Have you tried looking at the Castaways?? They are made in Montgomery,TX and have outstanding customer service that stands behind their rods... They have a rod that can fit just about any budget. The Skeleton rod is outstanding and you can get one at FTU for around $130-$150 on sale


----------



## BullyARed

If the blanks are made in China, it doesn't matter! and most are now.


----------



## OutdoorFreak

Thanks jt ...I will look into the Castaway rods..

Bull...all blanks are made in China ??...I did not know that ..I know most eyes come from Japan..

Anybody have anything to say about H&H..Good or bad.??


----------



## jtbailey

Check out this link it will take you to a threat here on 2cool where all the guys are weighing in on rod opinions.... I know that Sarg rods and Waterloo are also made local. they tend to be kinda pricey but people swear by them as being the best money can buy, I personally have never used one so I can't say either way.... Go check it out http://2coolfishing.com/ttmbforum/showthread.php?t=491170 (H&H are mentioned also)


----------



## jherna6714

Love my H&H backcountry 6'9"" lives in sugerland and is a fireman. Nice guy and warranty is great I think you break I think it's $50 no questions asked. By the way it's light and strong rod for the money.


----------



## goodwood

try a kistler klx. 

one of my favorite rods was an allstar platinum 783c med lite fast with bubble grip one of the last ones made in houston.


----------



## Capt sharky

Hh won't stand behind them either go Waterloo or st crois


----------



## jherna6714

Capt sharky said:


> Hh won't stand behind them either go Waterloo or st crois


For the money H&H are great rods and Waterloo might be better rods , but I'm not such a good fisherman to spend $300-$400 dollars for a rod.


----------



## OutdoorFreak

I fished Fenwicks and Penns before going to Allstars - Im not looking for any high dollar rod with a fancy name or alot of gimmicks.Just a rod that will hold up to saltwater all summer long and has a decent warranty..

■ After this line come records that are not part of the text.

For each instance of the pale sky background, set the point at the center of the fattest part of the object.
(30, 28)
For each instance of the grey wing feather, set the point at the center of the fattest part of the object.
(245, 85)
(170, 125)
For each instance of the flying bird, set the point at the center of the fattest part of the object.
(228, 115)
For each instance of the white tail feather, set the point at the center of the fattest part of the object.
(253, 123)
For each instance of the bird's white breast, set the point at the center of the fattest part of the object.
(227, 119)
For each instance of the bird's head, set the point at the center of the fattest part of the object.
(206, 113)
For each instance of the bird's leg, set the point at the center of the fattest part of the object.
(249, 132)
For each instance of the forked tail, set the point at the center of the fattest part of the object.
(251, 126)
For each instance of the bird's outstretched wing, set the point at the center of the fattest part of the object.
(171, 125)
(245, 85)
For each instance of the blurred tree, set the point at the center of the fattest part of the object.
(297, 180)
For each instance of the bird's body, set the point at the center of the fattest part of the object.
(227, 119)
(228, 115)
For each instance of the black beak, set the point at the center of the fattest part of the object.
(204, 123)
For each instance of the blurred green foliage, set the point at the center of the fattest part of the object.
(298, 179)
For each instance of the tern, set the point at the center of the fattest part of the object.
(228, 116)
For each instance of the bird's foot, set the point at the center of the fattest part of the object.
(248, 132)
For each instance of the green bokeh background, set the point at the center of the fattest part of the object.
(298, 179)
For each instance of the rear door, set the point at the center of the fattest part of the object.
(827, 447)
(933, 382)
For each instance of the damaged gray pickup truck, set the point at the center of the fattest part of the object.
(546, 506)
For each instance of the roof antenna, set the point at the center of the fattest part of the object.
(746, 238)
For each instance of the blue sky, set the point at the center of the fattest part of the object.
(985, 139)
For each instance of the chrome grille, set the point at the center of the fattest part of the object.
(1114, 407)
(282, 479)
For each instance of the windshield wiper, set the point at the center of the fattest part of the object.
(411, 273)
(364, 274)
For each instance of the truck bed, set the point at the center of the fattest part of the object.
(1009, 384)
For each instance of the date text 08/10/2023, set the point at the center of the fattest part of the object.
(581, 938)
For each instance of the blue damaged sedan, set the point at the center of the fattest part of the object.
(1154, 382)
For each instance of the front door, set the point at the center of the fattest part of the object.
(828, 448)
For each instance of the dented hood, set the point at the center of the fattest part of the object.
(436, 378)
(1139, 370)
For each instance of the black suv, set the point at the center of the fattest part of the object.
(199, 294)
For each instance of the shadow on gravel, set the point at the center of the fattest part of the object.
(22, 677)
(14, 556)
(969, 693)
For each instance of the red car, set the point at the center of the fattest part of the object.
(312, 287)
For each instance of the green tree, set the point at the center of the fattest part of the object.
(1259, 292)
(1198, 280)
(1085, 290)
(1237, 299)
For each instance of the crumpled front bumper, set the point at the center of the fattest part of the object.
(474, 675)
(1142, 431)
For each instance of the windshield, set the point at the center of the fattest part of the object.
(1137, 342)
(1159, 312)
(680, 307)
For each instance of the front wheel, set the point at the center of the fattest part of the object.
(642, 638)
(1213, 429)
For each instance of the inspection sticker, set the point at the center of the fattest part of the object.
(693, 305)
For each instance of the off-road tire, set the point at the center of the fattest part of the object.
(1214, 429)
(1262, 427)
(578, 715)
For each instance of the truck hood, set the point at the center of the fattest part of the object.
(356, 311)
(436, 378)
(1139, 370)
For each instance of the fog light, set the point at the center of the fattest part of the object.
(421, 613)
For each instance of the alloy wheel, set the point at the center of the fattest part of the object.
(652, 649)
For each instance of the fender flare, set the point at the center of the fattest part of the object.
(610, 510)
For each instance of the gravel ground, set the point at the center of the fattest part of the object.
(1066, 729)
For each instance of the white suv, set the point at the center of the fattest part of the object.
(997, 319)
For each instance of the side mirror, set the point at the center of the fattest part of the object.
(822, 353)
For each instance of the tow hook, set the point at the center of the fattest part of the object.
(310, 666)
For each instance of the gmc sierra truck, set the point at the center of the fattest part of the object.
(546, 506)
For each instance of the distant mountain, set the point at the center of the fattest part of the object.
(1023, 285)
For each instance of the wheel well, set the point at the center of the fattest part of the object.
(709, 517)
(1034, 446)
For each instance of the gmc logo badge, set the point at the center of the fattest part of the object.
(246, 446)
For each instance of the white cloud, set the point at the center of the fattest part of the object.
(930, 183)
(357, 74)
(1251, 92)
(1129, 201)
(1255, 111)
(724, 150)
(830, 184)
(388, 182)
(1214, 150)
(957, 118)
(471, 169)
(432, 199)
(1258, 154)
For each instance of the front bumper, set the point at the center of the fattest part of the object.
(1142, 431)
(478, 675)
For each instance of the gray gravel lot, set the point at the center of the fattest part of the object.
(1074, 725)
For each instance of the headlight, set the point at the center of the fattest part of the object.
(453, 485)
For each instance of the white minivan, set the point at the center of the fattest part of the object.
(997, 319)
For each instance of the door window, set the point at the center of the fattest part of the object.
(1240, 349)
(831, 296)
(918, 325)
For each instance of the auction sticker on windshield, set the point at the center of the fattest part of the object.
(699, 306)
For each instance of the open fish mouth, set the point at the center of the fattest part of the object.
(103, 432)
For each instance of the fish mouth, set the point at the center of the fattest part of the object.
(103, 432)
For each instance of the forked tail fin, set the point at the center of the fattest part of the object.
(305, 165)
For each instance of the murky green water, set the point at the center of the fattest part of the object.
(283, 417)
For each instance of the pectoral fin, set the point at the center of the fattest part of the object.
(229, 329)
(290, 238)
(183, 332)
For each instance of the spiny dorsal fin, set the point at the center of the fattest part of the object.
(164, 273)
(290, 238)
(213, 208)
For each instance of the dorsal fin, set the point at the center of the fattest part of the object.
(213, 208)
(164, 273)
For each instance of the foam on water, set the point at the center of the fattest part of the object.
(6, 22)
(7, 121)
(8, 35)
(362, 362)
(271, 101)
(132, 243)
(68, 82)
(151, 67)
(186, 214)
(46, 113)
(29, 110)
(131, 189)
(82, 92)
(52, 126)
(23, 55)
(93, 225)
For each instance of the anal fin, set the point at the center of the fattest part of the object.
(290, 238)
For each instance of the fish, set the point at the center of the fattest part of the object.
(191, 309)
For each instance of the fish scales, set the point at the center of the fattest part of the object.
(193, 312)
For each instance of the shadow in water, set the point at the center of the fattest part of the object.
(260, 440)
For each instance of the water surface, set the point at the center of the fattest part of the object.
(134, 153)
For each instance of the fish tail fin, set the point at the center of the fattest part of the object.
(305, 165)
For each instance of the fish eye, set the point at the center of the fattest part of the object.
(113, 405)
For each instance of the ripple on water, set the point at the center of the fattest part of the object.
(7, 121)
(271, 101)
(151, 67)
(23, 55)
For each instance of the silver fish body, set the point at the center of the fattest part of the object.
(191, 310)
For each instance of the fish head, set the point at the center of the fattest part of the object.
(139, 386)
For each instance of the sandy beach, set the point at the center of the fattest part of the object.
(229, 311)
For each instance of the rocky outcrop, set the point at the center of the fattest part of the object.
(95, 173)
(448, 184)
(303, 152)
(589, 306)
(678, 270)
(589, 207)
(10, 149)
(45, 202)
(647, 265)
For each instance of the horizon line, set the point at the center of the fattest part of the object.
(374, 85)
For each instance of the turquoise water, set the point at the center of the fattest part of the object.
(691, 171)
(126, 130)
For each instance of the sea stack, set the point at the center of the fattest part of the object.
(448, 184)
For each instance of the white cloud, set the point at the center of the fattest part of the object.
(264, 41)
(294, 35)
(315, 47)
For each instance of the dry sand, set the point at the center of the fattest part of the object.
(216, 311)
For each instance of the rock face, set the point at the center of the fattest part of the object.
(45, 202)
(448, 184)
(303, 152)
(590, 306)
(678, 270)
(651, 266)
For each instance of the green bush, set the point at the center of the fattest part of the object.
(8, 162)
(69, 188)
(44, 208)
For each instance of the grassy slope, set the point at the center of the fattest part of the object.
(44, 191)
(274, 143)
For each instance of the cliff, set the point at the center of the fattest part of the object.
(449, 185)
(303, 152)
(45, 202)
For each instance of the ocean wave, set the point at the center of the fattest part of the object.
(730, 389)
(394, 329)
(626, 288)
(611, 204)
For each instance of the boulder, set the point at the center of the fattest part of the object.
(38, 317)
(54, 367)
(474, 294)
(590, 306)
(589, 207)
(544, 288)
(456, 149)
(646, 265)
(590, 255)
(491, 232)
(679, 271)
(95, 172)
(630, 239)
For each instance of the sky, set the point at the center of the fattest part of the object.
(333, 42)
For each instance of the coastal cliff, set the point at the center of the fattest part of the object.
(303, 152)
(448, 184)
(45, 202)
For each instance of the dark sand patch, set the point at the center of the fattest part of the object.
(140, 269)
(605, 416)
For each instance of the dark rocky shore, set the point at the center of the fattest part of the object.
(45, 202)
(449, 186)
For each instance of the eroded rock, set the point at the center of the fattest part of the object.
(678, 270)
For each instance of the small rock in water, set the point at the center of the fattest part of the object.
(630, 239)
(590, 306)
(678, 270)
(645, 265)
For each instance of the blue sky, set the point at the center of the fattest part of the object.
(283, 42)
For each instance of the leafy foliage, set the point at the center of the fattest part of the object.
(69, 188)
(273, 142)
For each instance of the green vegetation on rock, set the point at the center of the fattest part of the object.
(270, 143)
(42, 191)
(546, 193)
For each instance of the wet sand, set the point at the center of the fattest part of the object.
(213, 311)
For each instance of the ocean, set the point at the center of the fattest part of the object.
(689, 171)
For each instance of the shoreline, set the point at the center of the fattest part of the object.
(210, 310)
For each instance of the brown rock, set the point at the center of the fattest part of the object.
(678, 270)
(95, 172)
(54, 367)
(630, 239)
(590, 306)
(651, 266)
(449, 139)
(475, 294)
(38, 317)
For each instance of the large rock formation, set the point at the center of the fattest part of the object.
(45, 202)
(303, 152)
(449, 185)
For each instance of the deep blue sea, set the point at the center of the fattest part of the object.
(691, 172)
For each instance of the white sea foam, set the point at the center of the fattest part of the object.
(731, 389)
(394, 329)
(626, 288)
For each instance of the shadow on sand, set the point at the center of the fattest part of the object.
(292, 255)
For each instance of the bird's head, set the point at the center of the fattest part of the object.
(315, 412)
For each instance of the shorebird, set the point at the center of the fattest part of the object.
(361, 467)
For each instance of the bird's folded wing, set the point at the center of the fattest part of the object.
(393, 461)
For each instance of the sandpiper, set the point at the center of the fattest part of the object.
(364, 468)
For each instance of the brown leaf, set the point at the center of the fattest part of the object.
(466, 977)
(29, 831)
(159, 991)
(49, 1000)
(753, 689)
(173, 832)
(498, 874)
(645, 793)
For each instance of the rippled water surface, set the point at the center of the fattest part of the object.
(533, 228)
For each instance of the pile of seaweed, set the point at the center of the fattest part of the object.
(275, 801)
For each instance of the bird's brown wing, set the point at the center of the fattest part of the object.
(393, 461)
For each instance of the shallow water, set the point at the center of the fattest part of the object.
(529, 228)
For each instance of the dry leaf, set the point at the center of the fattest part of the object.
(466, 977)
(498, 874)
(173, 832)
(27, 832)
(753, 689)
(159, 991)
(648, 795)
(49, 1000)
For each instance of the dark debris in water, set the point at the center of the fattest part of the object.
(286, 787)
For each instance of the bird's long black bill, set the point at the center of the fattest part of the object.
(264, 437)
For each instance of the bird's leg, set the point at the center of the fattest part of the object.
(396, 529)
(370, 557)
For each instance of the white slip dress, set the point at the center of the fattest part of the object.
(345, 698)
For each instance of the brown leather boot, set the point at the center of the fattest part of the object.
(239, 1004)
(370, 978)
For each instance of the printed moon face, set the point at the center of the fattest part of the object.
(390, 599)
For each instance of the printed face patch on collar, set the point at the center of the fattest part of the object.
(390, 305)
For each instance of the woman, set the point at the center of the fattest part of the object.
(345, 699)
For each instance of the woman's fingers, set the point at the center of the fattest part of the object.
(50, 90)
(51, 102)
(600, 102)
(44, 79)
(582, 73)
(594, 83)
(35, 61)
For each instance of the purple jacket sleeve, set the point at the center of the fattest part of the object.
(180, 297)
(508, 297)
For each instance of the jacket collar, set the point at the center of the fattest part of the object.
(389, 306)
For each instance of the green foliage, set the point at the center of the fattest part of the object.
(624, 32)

Goodwood - I hear ya buddy...I wish they still made the Emerald and the Platinum rods in Houston..but they dropped the ball outsourcing to China..when I get home later on today - I will post pictures of the difference between the old Emerald & the "new" version - Platinum rods...it does not even come close to being made the way the Emerald was made..and I take really really good care of my Rods & Reels..post some pics later - Thanks for all the responses.


----------



## John_B_1

I don't know where falcon rods are made, but I have one that was my go to rod until I got my billystix. 

I know you don't want to drop $300 on a rod, the falcon coastal is around $90-$120 depending on what you want and is a pretty nice rod


----------



## TranTheMan

OutdoorFreak said:


> Bull...all blanks are made in China ??...I did not know that ..I know most eyes come from Japan..


 eyes/guides are with Japanese names, but they are probably made in China, too, like almost everything else.

My last two Fenwick rods with titanium guides broke after three trips -- they were basically new. And I good care of my equipment!  Not sure if they do QA anymore.


----------



## flatsmaster14

Had 2 allstars break sat morning on 12 inch redfish! I emailed them and they don't care. Wasn't able to fish the redfish tournament because of work but I surly would off been ****** if that happened during a tournament!!!









Back to back fish! I'm done with allstar. Tired of taking broke rods back


----------



## Muddskipper

OutdoorFreak said:


> I have been using Allstar rods for the last 9 years - the ones that were made in Houston, the best rod made was the Allstar Emerald edition - but thats gone by the way side.All they have now are pretty much knock offs made in China.All 4 of my Emeralds are about beaten to death,but still in decent shape.Im looking for a 6'6 - to 7' footer - 8-17 # test line in the 125.00 range..I would like one that has a decent warranty and prefer made in Texas.You fella's have a good rod that has lasted you awhile and held up to saltwater - ....


we must be long lost brothers .... Not only do i miss my AS emeralds, but I was recently in the same place as you ....

I ended up getting 2 Castaways - in the new rod called the "DONK"

It's 6'7" med light, and very cool..... it's in the $159 price range, but when you hold it you will understand why ..... this rod rivials my G. Loomis rods .....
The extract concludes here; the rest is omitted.